Management review

Risk management

Vetropack’s risk management framework identifies and evaluates the material risks for the Group and develops strategic risk mitigation measures. Risks are classified as strategic, operational, financial and organisational, with sustainability risks integrated into these categories.

Identifying and assessing risks

In order to identify the risks that are relevant for the Vetropack Group, we adopt a standardised approach that has undergone multiple internal validations.

As the baseline for determining our risks, we analyse megatrends that could impact our business model. Our analysis takes account of megatrends such as: Industry 4.0 developments including digitalisation and artificial intelligence, cyber crime, geopolitical conflicts, country-specific financial challenges, the shortage of skilled staff, global climate targets, our industry's commitment to climate protection and environmental legislation.

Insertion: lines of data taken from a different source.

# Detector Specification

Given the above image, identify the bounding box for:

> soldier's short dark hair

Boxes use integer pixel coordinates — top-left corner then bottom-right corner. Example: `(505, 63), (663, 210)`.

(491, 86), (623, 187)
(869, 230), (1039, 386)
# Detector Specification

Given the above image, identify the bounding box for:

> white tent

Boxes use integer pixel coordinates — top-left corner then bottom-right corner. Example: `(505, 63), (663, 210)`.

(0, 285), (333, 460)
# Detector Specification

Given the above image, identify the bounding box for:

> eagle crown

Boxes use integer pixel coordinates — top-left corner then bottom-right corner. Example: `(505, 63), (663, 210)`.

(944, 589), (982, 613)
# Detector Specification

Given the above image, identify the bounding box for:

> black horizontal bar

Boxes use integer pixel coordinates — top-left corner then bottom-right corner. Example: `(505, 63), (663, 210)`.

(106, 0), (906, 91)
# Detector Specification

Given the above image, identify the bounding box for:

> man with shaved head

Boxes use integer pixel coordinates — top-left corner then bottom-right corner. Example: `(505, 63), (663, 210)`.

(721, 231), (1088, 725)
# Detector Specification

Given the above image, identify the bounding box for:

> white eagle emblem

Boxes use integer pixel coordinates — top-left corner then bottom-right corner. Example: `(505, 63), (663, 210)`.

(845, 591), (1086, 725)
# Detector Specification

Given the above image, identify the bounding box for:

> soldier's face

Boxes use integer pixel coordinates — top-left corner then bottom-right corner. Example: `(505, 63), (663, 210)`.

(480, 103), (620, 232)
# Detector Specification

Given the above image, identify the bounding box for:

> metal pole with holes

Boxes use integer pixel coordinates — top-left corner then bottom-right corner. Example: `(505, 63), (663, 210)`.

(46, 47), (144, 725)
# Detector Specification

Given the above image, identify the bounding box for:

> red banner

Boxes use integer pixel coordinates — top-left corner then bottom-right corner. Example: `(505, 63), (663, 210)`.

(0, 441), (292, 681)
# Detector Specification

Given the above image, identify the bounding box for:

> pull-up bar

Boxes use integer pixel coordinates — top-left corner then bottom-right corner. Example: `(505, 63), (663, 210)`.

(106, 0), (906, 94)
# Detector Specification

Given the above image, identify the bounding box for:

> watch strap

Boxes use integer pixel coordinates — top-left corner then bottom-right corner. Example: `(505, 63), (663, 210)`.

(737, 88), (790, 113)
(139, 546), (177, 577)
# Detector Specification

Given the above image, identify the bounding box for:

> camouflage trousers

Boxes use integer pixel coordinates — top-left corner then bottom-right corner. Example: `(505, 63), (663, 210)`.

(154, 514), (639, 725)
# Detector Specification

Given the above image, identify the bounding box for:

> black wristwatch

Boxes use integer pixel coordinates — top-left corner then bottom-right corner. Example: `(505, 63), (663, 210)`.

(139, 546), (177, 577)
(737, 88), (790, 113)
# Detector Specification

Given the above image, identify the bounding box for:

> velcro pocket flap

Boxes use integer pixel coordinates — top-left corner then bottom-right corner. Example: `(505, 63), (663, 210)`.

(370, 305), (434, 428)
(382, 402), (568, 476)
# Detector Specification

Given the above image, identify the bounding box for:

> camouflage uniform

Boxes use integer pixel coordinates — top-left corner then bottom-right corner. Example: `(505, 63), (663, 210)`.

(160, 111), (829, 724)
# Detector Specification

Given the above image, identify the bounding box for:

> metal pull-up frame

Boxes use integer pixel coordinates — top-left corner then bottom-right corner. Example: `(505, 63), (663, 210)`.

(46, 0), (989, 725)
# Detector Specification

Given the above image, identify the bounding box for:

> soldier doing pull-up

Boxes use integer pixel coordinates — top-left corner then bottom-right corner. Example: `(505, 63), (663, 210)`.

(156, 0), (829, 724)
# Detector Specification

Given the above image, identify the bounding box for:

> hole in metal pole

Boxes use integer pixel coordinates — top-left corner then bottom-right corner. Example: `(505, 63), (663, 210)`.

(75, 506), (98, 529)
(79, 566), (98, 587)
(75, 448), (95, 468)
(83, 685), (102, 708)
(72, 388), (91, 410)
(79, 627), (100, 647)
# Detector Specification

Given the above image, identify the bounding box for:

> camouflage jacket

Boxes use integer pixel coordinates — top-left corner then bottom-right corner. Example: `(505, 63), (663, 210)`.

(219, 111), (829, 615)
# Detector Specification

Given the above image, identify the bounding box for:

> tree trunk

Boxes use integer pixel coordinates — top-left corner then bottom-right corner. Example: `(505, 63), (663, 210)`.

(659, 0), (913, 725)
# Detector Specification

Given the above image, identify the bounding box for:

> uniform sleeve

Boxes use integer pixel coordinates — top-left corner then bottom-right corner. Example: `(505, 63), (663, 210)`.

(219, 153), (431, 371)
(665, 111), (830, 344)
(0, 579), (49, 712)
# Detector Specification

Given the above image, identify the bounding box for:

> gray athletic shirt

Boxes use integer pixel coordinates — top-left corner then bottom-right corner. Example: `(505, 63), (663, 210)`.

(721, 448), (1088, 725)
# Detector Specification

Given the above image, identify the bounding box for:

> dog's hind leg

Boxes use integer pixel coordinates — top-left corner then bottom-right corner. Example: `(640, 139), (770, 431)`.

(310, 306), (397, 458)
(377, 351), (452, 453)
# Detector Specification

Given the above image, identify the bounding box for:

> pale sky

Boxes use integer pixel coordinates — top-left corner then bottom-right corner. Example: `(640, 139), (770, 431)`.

We assign our risks to these categories:

  • Strategic risks
  • Operational risks
  • Financial risks
  • Organisational risks

For some years now, we have integrated ESG risks – and especially climate-related risks (see: E1 Climate change) – into the risk categories listed above.

Taking the Risk Manager’s preliminary work as the basis, the Management Board updates our risk matrix each year and goes on to define strategies and measures to reduce risks. We assess material risks according to their financial impact and likelihood of occurrence, and we assign them to three risk levels. We set a specific risk level as our target for each of the identified risks. Our Board of Directors then reviews and approves the risk matrix and the measures.

The risks are assessed annually to determine their materiality, and the topics are redefined as necessary. Risks deemed to have insufficient relevance are removed from the risk matrix, while new risks identified as being material for the company are added to the risk matrix.

Material risks

The material risks for Vetropack in the reporting year are listed below:

Cyber risks/cyber attacks

Cyber attacks constitute a considerable strategic risk, given the large numbers of digitalised processes in the company and the dependence of value chains on IT systems and applications. Sensitive company data could also be impacted by such attacks. To counter these risks, we regularly assess the threats to which our networks are exposed and we maintain effective protection and monitoring systems. Our employees also receive ongoing training on dealing with cyber risks.

Compliance risks

Increasing compliance requirements present a growing challenge for companies that operate internationally. Particular challenges arise here in respect of antitrust law, prevention of corruption, data privacy/protection, and export control. To minimise the resultant risks, we maintain strict compliance programmes that include constant monitoring of the relevant regulations and work processes, together with continuous training of our employees on relevant compliance topics (G1 Business conduct).

Geopolitical risks

Local and global geopolitical conflicts as well as risks related to war (Ukraine and the Republic of Moldova) threaten global supply chains and impact energy prices. One or more such conflicts may trigger increases in the prices of oil and natural gas, in particular; this could confront the glass packaging industry with higher operating costs, causing it to lose its competitive edge over other types of packaging. We are responding to these developments with various programmes to boost energy efficiency and decarbonise our plants and production processes, and also by maximising the utilisation of used glass in our production. This approach, moreover, is consistent with our Climate mitigation efforts.

Risks relating to strategic partnerships

Strategic partnerships constitute the backbone of our value chain and our sales processes. To protect these partnerships, we continuously maintain and update our supplier and customer portfolios, and we diversify them insofar as this is possible and economically viable. This approach is consistent with our activities to promote innovation and to increase customer satisfaction.

Product risks

Faulty materials or processes in the value chain can lead to quality defects in our end products. If defective products reach the market, consumers may be put at risk. In such a case, our customers could be forced to recall the products concerned. For this reason, we maintain complex and certified quality management systems, and we continuously implement comprehensive quality controls (S4 Consumers and end-users).

Climate-related risks

Climate-related transition risks and physical risks have been added to the risk matrix as new elements in 2024. Climate-related risks result from new compliance obligations, customers’ requirements, and rising raw material prices. We are addressing these risks with our transition plan and the decarbonisation roadmap so as to achieve the defined climate targets. We continuously monitor regulatory requirements, and implement them promptly where necessary. We analyse physical risks such as flooding, heat or limited water availability on an individual basis for each location. If necessary, we define short, medium and long-term measures. More about this topic can be found in our Climate reporting, which treats the transition risks and physical risks in detail.